Greenland, Denmark, NATO: Breaking the world we built
The alliance that has underpinned global stability since 1945 could fracture, not because of Moscow or Beijing, but because of decisions made in Washington by Donald Trump.

Out of the ashes of the Second World War, the United States led the creation of several global institutions to ensure we would never again have to fight such a war. We created the United Nations, the World Bank, the International Monetary Fund, and, most importantly, the North Atlantic Treaty Organization.
Decades ago, NATO’s first secretary general, Hastings Ismay, remarked that the purpose of the alliance was “to keep the Soviet Union out, the Americans in, and the Germans down.” Then, aside from the threat of Soviet aggression, the other major threat was that the U.S. would turn its back on European allies and return to the isolationist posture it disastrously pursued in the early 20th century.
Today, NATO faces its greatest threat from an entirely new source: a belligerent United States that may attack a fellow NATO nation.
The White House has said President Donald Trump is weighing “a range of options,” explicitly including the use of the U.S. military, in his efforts to control Greenland. If that threat ever becomes reality, NATO as we know it will not survive.
I write this as the lead Democrat for the U.S. congressional delegation to the NATO Parliamentary Assembly, which brings together lawmakers from every NATO member country to provide democratic oversight of the alliance and coordinate on shared security threats.
I also write as someone who believes deeply that NATO is the bedrock of the post-World War II world. It is why Americans and Europeans have avoided a great-power war for nearly 80 years.
NATO endures because of trust: The shared belief that allies do not threaten one another, and that borders are not rewritten by force.
Greenland is a part of the Kingdom of Denmark, a founding member of NATO. A U.S. attack on Greenland would mean the United States using military force against a member of its own alliance.
There is no playbook for that scenario because it was always unthinkable. The moral authority of Article 5 — the pledge that an attack on one is an attack on all — would collapse overnight.

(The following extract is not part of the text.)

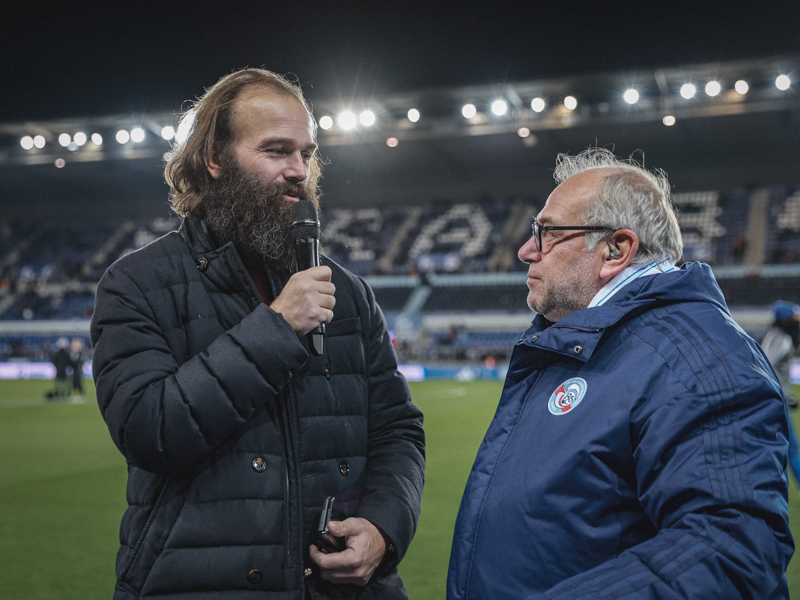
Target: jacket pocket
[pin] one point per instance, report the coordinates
(154, 534)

No country on NATO’s eastern flank would ever again fully trust American guarantees. Estonia, Latvia, Poland, and others would be forced to reconsider their security in a world where Washington seizes territory from a smaller ally.

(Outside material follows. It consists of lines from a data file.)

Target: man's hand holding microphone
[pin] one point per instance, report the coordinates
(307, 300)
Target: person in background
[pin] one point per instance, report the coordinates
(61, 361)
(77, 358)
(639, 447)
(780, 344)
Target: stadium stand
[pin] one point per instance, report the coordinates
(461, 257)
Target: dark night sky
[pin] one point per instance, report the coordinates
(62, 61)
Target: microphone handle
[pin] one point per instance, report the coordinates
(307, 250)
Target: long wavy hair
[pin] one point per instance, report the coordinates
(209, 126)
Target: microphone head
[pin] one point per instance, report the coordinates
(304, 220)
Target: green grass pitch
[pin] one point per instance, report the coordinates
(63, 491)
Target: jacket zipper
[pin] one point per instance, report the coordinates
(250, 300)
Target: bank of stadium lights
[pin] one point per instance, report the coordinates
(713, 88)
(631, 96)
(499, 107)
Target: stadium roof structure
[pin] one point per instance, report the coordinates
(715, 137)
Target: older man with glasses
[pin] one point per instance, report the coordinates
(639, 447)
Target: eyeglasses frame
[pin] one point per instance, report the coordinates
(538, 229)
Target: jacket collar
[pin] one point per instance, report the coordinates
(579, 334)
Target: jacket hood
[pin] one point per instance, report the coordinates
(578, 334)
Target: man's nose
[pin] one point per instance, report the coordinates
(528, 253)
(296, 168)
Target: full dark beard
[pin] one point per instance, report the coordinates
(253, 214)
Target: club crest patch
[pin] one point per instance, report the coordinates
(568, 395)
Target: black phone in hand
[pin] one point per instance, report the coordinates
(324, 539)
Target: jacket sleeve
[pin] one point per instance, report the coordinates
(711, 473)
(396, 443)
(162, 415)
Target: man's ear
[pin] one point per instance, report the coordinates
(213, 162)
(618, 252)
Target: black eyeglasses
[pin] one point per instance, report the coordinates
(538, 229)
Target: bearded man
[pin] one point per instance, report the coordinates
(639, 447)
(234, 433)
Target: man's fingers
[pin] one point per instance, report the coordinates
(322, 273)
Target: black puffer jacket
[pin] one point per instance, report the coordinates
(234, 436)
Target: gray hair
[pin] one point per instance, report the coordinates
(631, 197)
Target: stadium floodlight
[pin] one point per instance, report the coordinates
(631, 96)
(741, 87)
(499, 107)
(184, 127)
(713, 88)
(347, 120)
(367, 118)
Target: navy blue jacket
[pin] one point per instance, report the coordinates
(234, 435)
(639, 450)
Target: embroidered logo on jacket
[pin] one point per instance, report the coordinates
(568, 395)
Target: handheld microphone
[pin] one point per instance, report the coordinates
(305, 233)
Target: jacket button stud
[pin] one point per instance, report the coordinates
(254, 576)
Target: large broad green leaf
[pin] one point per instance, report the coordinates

The Trump administration’s rhetoric also plays directly into the hands of our fiercest adversaries.
Beijing and Moscow have spent years trying to fracture the transatlantic partnership through disinformation, coercion, and intimidation. Every hint that America might use force against an ally becomes propaganda for authoritarian regimes that insist the rules-based order is a fiction, and that power — not law — is what matters.

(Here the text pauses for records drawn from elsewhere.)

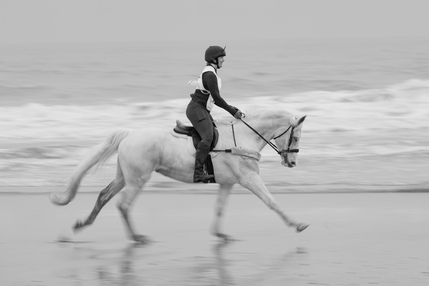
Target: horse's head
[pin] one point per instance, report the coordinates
(288, 142)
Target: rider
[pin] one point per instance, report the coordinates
(203, 99)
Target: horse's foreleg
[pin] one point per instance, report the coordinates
(106, 194)
(224, 191)
(128, 196)
(254, 183)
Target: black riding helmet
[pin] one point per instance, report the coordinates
(213, 53)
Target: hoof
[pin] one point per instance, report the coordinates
(78, 225)
(141, 239)
(224, 237)
(301, 227)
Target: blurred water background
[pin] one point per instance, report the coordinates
(367, 102)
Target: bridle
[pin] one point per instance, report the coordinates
(272, 145)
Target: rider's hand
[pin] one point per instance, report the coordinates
(239, 114)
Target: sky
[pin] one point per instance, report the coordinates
(63, 21)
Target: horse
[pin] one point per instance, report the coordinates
(143, 151)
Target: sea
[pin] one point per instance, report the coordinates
(366, 101)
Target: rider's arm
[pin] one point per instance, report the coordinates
(210, 83)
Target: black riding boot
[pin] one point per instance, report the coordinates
(200, 159)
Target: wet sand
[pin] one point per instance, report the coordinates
(353, 239)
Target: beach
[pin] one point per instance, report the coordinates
(353, 239)
(361, 180)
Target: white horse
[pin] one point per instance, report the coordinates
(140, 152)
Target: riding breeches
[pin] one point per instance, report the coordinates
(202, 122)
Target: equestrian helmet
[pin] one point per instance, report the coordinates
(214, 52)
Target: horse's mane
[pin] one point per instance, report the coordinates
(256, 113)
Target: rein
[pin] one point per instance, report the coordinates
(272, 145)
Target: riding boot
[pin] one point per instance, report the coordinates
(200, 159)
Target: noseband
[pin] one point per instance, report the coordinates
(280, 152)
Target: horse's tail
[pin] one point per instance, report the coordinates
(97, 156)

The administration argues that Greenland is strategically vital because of rising Russian and Chinese activity in the Arctic. But that reality is precisely why the United States must deepen cooperation with Denmark and Greenland — not threaten them.
This moment is a choice between partnership and coercion.
America already maintains a robust security presence in Greenland. A critical U.S. base supports missile warning, missile defense, and space surveillance under a long-standing defense agreement with Denmark that grants extensive U.S. access.
Danish leaders have made clear they are open to strengthening that cooperation, and Greenland’s elected government has welcomed dialogue conducted with respect for international law and democratic self-determination.
That is the path forward. The United States must expand joint Arctic operations, invest alongside Denmark in new capabilities, and work directly with Greenland’s leaders to protect shared security interests. Partnership strengthens deterrence while preserving the alliance that makes deterrence possible in the first place.
This moment is a choice between partnership and coercion. America must choose partnership.
The consequences of coercion would be devastating: European allies would begin preparing for a world in which U.S. commitments no longer carry weight. Some nations would pursue independent nuclear deterrents. Others would seek alternative security arrangements. Critical partnerships — including Trump’s own agreement with Finland to build polar icebreakers vital to deterring Russian aggression in the Arctic — would collapse.
The alliance that has underpinned global stability since 1945 would fracture, not because of Moscow or Beijing, but because of decisions made in Washington.
After the disastrous Iraq War, Americans are already uneasy about another prolonged foreign war. Now they are being told military force against a NATO ally is under consideration, an act that would inevitably risk escalation and could drag the United States into a costly, dangerous occupation.
At home, families are trying to afford healthcare, keep their jobs, and provide for their children. They do not want to bankroll another unnecessary conflict that risks American lives and diverts attention from urgent needs here.
Congress must draw a clear line. No funding for military action against a NATO ally. No ambiguity about America’s commitments. The United States must reaffirm — in law and in action — that its power is exercised through its alliances, not against them.
An invasion of Greenland would not make America safer. It would end the alliance that has kept Americans safe for generations and plunge us into a new, dark world.
Brendan F. Boyle represents Pennsylvania’s 2nd Congressional District and is the lead Democrat for the U.S. congressional delegation to the NATO Parliamentary Assembly. He is also a visiting lecturer at Princeton University’s School of Public and International Affairs.